Het betoog dat appellant met zijn scootmobiel geen lange afstanden kan afleggen treft geen doel. Het college mag zich beperken tot het verstrekken van een voorziening voor de lokale vervoersbehoefte van appellant. Er is geen aanleiding om te veronderstellen dat met de scootmobiel in combinatie met de vervoerspas niet kan worden voorzien in die vervoersbehoefte.

Conclusie en gevolgen

4.5.
Het hoger beroep slaagt dus niet. De aangevallen uitspraak wordt bevestigd.

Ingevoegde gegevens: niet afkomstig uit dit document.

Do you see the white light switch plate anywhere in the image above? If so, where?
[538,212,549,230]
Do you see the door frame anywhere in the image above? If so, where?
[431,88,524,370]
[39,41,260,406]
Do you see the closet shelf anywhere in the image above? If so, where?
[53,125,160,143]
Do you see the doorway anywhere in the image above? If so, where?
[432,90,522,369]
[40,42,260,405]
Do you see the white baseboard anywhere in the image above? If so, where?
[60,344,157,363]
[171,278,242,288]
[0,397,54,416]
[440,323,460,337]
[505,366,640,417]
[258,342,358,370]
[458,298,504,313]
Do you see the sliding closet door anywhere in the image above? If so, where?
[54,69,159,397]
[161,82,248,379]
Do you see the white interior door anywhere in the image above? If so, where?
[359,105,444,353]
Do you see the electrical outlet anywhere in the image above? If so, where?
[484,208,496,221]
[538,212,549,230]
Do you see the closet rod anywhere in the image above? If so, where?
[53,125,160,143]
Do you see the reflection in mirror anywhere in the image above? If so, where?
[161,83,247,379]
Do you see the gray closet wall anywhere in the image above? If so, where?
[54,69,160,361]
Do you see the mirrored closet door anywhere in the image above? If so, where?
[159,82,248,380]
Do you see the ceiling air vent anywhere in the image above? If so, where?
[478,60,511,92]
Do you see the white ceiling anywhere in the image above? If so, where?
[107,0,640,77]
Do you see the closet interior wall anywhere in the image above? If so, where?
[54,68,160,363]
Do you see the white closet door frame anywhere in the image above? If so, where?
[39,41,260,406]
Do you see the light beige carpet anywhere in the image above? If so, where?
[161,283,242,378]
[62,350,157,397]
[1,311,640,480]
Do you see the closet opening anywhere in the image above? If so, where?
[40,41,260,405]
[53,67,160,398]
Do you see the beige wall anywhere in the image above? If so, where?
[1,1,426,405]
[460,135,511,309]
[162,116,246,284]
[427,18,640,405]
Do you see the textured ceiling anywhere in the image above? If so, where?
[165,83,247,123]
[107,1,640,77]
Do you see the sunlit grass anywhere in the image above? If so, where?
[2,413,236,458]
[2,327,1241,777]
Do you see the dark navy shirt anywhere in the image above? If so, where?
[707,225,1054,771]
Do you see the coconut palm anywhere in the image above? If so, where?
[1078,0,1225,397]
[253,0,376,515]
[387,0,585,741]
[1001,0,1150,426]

Dit betekent dat de afwijzing van de aanvraag voor een gesloten buitenwagen in stand blijft.
5. Omdat het hoger beroep niet slaagt krijgt appellant geen vergoeding voor zijn proceskosten en het betaalde griffierecht.

BESLISSING

De Centrale Raad van Beroep bevestigt de aangevallen uitspraak.
Deze uitspraak is gedaan door D. Hardonk-Prins in tegenwoordigheid van S. Ploum als griffier. De beslissing is uitgesproken in het openbaar op 13 augustus 2025.